Quadriceps Stretches: Essential for Leg Health
Can stretching quadriceps help relieve stiffness and pain and improve flexibility for individuals with consistently tight quadriceps?

Quadriceps Stretches
Walking, running, biking, and other daily activities can tighten the quadriceps muscles. The quadriceps are four muscles in the front of the thigh that extend the leg and strengthen the knee. Stretching the quadriceps may be a part of a home or gym exercise program or physical therapy treatment to maintain quadricep flexibility. Resting the quadriceps with an exercise program can greatly maximize mobility and prevent injury.
Tight quadriceps may sometimes result from injuries such as patellofemoral stress syndrome or iliotibial band friction syndrome. The quads may also become tight for individuals with spinal stenosis or other related problems with the lower back. (International Sports Sciences Association, 2023) Ely’s test, also known as the Duncan-Ely test, is one way to determine whether your quadriceps are tight. It is a physical examination used to assess the flexibility and potential spasticity of the rectus femoris muscle (a quadriceps muscle) by passively flexing the patient’s knee. Lie on your stomach and try to touch your foot to your buttocks. If you can’t, the rectus femoris, one of the main muscles, may be tight and benefit from quadricep stretches. (Olivencia, O. et al., 2020)
Safety and Precautions
Before trying this or any other exercise program, consult a healthcare provider to ensure exercise is safe for you and your conditions. A professional can help diagnose any overuse injury that might be causing tight quadriceps. Quadriceps stretches will be a little more comfortable after warming up. A few minutes of walking or biking will warm the quadriceps muscles to stretch more easily.
Stretches
To stretch the quadriceps, try the standing, side-lying, and prone quadriceps stretch once fully warmed up and after a workout. Individuals who frequently experience quadriceps tightness should stretch them daily. Incorporate all or some of these stretches into a cool-down or off-day flexibility routine.
Standing Stretch
The standing quadriceps stretch can be done anywhere in the office, gym, or outside. All you need is a place to stand. Here is how:
- While standing, hold onto a countertop or back of a chair to help with balance.

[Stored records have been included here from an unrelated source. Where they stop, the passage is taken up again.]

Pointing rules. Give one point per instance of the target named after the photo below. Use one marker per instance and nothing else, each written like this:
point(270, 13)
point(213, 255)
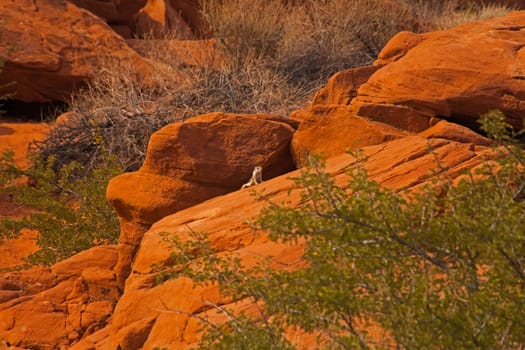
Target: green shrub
point(443, 268)
point(68, 205)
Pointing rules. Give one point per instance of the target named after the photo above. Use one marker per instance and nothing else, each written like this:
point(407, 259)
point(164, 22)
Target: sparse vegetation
point(442, 268)
point(68, 205)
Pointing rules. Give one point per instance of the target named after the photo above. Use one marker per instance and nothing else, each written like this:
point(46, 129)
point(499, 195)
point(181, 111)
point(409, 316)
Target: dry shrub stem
point(275, 55)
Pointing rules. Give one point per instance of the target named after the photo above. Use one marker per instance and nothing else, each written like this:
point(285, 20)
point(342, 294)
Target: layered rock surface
point(457, 75)
point(149, 315)
point(15, 136)
point(51, 47)
point(191, 161)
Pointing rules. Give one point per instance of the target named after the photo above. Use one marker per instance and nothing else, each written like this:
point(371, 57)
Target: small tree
point(68, 205)
point(443, 268)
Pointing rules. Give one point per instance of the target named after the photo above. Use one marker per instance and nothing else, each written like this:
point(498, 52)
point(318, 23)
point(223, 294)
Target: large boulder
point(178, 19)
point(51, 47)
point(456, 74)
point(334, 129)
point(192, 161)
point(152, 315)
point(51, 308)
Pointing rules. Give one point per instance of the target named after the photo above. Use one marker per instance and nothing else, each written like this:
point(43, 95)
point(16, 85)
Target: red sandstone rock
point(53, 307)
point(178, 19)
point(192, 161)
point(50, 48)
point(334, 129)
point(455, 132)
point(150, 310)
point(197, 53)
point(342, 87)
point(457, 74)
point(16, 137)
point(158, 18)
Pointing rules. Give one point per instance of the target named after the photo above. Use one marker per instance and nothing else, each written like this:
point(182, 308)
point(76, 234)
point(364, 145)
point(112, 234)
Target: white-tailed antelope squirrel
point(255, 179)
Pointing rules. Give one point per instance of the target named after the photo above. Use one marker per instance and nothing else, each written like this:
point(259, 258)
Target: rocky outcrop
point(16, 137)
point(177, 19)
point(49, 308)
point(156, 315)
point(51, 47)
point(191, 161)
point(456, 74)
point(334, 129)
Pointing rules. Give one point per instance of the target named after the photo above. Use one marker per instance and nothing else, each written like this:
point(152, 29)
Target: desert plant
point(442, 268)
point(119, 114)
point(68, 205)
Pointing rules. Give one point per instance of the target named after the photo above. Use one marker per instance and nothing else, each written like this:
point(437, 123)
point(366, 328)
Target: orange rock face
point(149, 315)
point(178, 19)
point(334, 129)
point(457, 74)
point(52, 307)
point(192, 161)
point(51, 47)
point(16, 137)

- Bend your knee by grasping your ankle.
- Move your foot toward your buttocks.
- Gently pull on your ankle to bend your knee as far as possible.
- Maintain position for 30 seconds.
- Return to the standing position.
- Repeat the exercise 3 to 5 times with each leg.
- Stop stretching if there are any sharp pains.
Side-Lying Stretch
The side-lying quad stretch lengthens the quadriceps. On the floor in a supported position can help focus on the stretch. Here’s how:
- Lie on your side.
- Bend the knee of your top leg as far as you can, gently pulling with your hand.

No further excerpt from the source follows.